Rapora göre, kanser, kalp-damar, KOAH gibi hastalıklara yol açan hava kirliliği ruh sağlığı ve uyku düzenini de olumsuz etkiliyor. Konuyla ilgili şu bilgiler paylaşıldı: “Hava kirliliği, ruhsal hastalık riskinde artışa, mevcut ruhsal hastalıklarda kötüleşmeye, psikiyatrik nedenlerle hastane başvurularında ve yatışlarında yükselişe neden oluyor. İntihar düşüncesi ve eylemiyle de ilişkisi söz konusu.
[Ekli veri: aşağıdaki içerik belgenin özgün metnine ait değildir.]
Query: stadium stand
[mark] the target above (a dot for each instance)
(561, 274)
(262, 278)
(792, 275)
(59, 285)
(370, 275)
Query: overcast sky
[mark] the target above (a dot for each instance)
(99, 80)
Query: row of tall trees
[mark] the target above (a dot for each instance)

Ayrıca beyin gelişimine olumsuz etkileri olduğuna ve sinir hücrelerinin hasarına yol açtığına dair de bilimsel kanıtlar var. Bu etkiler yoluyla sebep olduğu psikososyal zorluklarla önemli bir halk sağlığı sorunu. En olumsuz şekilde etkilenen toplumsal gruplar ise hava kirliliğine, çevresel faktörlere ve mesleki tehlikelere maruz kalan yoksul ve yoksun nüfuslar.”

Bununla birlikte raporda, hava kirliliğinin çabuk öfkelenmeye ve keyif alamamaya yol açtığı, açık hava aktivitelerinde azalmaya sebep olduğuna, hava kirliliğinin yol açtığı stresin kas- iskelet sisteminde ağrı gibi bedensel belirtilere, yorgunluğa ve uyku bozukluklarına yol açabileceğine de vurgu yapıldı. THHP, hava kirliliği için yasal limitlerin DSÖ kılavuzlarıyla uyumlu hale getirilmesi, hava kalitesinin düzenli ve sistematik olarak izlenmesi ve fosil yakıtlardan vazgeçilmesi için çağrıda bulundu.